With two and a half months until the due date in mid-March, I obeyed the doctor’s orders and stayed in bed. Everyone pitched in to help, and it seemed that we were finally in the “safe zone” until…
Mother Nature struck again at the end of January with one of the worst blizzards Ohio had ever seen – the Great Blizzard of 1978, also known as the Storm of the Century. With wind speeds reaching up to seventy miles per hour, downing power lines and tree limbs, this was not a good time to have a baby. In fact, we couldn’t get out of the house. A solid wall of snow blocked each of the exit doors.
“I hope you know you can’t have the baby now,” Greg said, halfway joking. But actually there was some merit to his profound remark. It took him two days to dig a way out the front door. The winds had died down, but it continued to snow for several more days. The roads weren’t clear enough for travel until the end of the first week of February. And not a day too soon…
On February 8, over five weeks early, the baby decided it was time. Greg took me to Dayton in the car. In less than an hour after we arrived at the hospital, our second daughter was born – another beautiful little girl. Lindy Marie spent her first few days in neonatal intensive care but was soon declared healthy. Our prayers were answered, and our hearts overflowed.

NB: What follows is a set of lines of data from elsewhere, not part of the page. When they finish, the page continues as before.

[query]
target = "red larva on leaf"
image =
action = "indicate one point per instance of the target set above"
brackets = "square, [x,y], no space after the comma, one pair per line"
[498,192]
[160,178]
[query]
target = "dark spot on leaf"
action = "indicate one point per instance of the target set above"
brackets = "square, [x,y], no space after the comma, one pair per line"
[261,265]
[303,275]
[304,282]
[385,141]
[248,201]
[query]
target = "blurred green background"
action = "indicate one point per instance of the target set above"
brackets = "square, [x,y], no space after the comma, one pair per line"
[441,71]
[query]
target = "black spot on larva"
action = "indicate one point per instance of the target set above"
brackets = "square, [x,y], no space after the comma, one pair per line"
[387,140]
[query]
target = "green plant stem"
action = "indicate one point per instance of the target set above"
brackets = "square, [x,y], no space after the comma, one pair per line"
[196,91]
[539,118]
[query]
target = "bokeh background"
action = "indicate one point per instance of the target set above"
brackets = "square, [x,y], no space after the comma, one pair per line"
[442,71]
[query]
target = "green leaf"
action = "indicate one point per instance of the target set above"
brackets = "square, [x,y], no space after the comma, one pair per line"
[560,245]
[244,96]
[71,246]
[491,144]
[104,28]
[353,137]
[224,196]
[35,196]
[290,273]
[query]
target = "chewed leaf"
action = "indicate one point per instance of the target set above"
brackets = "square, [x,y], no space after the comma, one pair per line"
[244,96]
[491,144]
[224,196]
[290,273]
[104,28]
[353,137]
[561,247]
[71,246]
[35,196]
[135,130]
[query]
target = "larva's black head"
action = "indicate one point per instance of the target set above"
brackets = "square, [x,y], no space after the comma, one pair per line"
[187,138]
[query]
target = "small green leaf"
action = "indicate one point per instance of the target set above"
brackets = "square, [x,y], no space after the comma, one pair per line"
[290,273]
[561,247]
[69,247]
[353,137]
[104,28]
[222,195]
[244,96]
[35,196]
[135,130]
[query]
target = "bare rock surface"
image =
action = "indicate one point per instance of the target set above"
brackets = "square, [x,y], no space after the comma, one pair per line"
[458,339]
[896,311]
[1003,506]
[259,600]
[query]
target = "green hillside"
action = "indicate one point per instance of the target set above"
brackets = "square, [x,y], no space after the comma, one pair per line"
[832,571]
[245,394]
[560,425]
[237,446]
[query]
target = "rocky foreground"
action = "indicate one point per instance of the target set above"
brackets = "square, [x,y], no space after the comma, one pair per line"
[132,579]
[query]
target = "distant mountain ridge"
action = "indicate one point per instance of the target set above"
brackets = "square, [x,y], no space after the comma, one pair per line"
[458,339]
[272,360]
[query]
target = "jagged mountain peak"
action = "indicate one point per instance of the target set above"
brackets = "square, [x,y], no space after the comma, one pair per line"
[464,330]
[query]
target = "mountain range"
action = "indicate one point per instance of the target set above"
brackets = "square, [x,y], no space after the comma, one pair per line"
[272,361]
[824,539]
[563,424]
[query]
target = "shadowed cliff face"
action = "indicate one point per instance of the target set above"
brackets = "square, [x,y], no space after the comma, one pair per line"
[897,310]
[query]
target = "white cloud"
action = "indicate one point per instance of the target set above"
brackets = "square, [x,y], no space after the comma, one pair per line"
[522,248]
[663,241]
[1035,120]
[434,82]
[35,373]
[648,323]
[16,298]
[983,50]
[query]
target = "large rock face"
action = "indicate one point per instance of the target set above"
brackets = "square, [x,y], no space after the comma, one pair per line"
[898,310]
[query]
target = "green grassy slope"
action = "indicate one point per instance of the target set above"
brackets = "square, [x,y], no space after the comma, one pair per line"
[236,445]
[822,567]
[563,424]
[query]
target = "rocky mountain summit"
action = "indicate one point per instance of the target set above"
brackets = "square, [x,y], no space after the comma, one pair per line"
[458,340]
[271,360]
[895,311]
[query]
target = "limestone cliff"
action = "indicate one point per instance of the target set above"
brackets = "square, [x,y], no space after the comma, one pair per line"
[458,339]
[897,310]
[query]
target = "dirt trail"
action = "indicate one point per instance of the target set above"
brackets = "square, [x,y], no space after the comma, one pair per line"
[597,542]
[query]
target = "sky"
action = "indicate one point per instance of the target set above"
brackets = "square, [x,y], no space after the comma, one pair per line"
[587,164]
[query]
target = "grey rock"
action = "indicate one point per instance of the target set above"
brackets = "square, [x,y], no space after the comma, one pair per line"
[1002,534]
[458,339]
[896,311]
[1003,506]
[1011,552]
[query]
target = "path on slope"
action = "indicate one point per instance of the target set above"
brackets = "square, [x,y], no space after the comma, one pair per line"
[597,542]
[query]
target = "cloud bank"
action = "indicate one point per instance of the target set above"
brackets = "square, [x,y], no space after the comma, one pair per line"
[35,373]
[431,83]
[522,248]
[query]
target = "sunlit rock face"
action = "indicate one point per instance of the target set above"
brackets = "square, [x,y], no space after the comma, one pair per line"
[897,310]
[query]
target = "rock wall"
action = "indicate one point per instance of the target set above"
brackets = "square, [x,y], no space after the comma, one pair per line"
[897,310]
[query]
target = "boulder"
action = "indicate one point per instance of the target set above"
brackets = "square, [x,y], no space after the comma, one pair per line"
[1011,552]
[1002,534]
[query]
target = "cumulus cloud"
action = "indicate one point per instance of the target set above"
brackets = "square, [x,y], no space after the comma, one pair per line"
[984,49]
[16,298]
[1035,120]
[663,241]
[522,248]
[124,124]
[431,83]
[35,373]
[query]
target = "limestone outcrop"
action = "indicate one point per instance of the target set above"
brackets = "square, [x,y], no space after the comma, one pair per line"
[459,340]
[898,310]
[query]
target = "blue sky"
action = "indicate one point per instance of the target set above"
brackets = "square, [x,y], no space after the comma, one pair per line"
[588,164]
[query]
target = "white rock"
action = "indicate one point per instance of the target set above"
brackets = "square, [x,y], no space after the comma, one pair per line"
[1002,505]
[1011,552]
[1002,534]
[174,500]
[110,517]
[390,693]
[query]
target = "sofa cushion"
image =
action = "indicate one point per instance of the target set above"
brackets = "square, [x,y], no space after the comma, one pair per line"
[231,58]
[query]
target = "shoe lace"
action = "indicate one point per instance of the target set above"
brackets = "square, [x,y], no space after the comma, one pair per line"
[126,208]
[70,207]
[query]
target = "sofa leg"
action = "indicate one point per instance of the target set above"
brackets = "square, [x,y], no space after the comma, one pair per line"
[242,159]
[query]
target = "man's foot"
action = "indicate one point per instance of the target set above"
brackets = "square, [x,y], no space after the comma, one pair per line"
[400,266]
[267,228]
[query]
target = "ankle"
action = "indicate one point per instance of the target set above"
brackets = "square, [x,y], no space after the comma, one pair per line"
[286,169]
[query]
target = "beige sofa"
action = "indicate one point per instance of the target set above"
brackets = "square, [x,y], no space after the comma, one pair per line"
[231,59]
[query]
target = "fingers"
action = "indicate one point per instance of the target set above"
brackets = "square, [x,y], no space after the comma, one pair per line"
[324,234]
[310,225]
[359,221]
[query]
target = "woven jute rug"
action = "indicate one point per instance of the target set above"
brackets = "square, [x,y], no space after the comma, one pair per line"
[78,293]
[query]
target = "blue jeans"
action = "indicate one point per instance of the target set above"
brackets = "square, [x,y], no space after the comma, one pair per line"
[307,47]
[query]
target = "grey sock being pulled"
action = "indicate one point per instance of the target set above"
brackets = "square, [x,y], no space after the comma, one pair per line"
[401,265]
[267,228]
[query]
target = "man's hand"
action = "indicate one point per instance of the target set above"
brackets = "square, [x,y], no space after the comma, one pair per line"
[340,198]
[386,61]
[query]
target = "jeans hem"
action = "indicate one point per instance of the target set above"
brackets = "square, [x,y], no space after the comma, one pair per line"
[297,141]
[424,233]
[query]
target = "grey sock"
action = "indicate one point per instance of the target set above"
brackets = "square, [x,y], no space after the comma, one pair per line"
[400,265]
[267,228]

Premature labor, two weeks in the hospital, two months in bed, and braving the elements of Ohio’s fiercest winter storm had made us feel like the odds were stacked against us. But when I cradled my newborn baby in my arms and gazed upon her tiny features, I knew it had all been worth it. By the grace of God, we’d made it through – against all odds.
Amazing account of my dear sister’s grand entry to the world!
She did make a grand entrance, didn’t she? Not everyone can say they blew in with a blizzard, haha!!
Oh how well I remember the ordeal you went through with your pregency.
I remember staying with you when your Grandpa passed away & your Mother went to the funeral. I think I prayed all day that you wouldn’t start labor until she got back. As I recall your labor started the next day or 2 after she returned.How thankful I was! Also I was so thankful that you delivered a healthy baby, “Little Lindy Marie”.
Children are truly a gift from God.
We have been through some very memorable times together.
You are a very special & great friend.
Let’s talk soon.
Love & Prayers,
A precious gift indeed! I do remember that you stayed with me and how worried you were. Lots and lots of prayers were said for that baby girl! And I could never thank you enough for being there when we needed you, my special friend.